As of June 16, Trulia listed 12,777 properties for sale. Of these, 672 were added in the previous seven days. The average listing price was $438,000.
Are homes selling now in Queens? Hardly. According to MDA DataQuick, which culls its figures from county recorder offices, the median price of all new and existing single-family homes and condos sold in the first quarter of 2010 was $403,000. That isn’t too bad a drop from the peak, right? The problem is that only 1420 new and existing single-family properties were sold during this latest quarter. That is an average of only 473 per month. We are talking about a county with 2.2 million people and nearly 500,000 housing units (excluding multi-family apartment buildings).
By way of comparison, let’s take a look at Houston with a population slightly smaller than Queens. According to the Houston Association of Realtors, sales of all existing homes in the Greater Houston area in May totaled 6,659. Why such a difference? Simple. The median price of Houston sales was only $155,000.
With the market in Queens so awful, are home sellers cutting their asking price? Not really. Trulia reveals that only 24% of all homes listed there now have had the asking price dropped by the owner since being posted on the website. That seems crazy, doesn’t it?
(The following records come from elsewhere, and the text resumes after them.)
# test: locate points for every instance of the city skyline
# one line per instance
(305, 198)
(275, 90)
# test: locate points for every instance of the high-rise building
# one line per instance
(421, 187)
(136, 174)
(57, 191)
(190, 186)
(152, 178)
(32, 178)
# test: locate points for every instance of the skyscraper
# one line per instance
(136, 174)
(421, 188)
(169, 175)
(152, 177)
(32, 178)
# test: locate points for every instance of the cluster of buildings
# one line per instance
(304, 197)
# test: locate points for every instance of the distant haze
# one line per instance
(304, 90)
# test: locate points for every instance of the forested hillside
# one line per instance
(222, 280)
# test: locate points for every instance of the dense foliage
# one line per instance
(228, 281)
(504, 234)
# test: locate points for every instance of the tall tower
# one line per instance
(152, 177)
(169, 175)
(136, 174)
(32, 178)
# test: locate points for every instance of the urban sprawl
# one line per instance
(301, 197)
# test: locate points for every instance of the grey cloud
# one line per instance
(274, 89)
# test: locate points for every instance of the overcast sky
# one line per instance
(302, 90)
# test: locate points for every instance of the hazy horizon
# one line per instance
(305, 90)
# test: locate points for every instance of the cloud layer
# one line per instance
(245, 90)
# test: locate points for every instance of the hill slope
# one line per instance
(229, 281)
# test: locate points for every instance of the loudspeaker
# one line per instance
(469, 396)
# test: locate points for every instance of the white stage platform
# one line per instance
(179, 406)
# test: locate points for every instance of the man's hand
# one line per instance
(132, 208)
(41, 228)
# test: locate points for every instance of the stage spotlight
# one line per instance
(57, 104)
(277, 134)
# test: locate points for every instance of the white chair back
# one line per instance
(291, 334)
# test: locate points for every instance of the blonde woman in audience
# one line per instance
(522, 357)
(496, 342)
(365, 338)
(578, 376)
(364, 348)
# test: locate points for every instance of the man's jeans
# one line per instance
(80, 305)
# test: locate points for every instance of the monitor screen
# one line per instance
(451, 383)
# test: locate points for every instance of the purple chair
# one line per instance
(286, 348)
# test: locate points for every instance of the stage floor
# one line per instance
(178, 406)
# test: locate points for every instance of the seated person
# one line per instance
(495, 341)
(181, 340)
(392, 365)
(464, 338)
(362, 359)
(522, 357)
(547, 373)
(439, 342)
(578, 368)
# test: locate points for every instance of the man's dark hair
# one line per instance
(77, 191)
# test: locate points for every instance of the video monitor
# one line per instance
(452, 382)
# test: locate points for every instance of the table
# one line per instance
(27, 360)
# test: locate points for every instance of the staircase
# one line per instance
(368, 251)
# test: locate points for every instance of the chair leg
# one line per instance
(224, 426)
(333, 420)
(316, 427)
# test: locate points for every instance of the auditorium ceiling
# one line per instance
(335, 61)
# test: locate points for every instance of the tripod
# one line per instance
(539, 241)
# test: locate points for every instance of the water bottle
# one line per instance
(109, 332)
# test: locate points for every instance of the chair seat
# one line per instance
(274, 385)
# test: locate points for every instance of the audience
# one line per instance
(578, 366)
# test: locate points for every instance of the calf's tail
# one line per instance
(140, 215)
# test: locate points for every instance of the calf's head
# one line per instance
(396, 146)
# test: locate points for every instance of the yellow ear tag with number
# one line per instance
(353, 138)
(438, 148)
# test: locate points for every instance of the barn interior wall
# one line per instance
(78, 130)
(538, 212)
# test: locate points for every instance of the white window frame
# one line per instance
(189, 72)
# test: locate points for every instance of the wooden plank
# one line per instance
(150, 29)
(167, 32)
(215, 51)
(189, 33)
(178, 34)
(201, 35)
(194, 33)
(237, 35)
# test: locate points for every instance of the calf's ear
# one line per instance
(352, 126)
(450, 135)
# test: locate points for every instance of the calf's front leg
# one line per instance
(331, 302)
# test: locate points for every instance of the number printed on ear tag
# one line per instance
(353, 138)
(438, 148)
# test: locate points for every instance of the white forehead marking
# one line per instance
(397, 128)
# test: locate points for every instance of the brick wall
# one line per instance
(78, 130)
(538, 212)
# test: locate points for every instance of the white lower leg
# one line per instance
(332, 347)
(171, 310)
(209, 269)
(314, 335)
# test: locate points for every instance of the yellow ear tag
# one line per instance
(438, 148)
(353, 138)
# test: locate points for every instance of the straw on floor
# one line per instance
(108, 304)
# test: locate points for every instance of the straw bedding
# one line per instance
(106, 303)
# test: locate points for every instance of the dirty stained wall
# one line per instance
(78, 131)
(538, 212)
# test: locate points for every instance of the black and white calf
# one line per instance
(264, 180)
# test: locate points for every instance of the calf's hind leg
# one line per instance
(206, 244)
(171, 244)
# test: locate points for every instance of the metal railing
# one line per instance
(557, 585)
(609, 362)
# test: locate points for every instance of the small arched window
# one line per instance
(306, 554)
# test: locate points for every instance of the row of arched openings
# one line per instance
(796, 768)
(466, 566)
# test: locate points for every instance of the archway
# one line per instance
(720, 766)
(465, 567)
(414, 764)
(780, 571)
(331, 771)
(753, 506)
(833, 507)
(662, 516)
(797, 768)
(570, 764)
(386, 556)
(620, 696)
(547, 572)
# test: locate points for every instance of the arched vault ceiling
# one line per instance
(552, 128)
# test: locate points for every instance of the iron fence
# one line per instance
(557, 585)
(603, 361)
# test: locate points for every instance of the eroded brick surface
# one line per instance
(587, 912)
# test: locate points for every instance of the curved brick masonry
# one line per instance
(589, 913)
True, some of these owners are probably not what we might call serious sellers. They don’t have to sell and are just “testing the waters.”
What about those who either really want to sell their home or are distressed and must sell the property? Don’t they need to lower their asking price, perhaps substantially, in order to find a buyer? Absolutely.
Even more important, what happens when the banks start putting into default the 25,000 seriously delinquent homeowners and foreclosing on the 9,000+ properties currently in default? This overhang waits like a potential tsunami that we know will follow when an earthquake measuring 9.1 erupts underwater as it did in late 2004.
Sooner or later, the banks will have to begin whittling down the growing number of delinquent and defaulted properties in Queens. What will happen to prices when the banks finally start to place this potentially enormous REO inventory on the market? Simple. Prices will plunge. Make no mistake, it will be ugly.
Those who currently have their home on the market in Queens need to see what’s coming down the road. If they refuse to lower their asking price substantially, they will almost certainly regret that decision in the next year or two. Furthermore, prospective buyers probably ought to seriously consider whether waiting might be the more prudent course of action.
To a lesser extent, this analysis also applies to the three other outlying boroughs of Brooklyn, the Bronx, and Staten Island.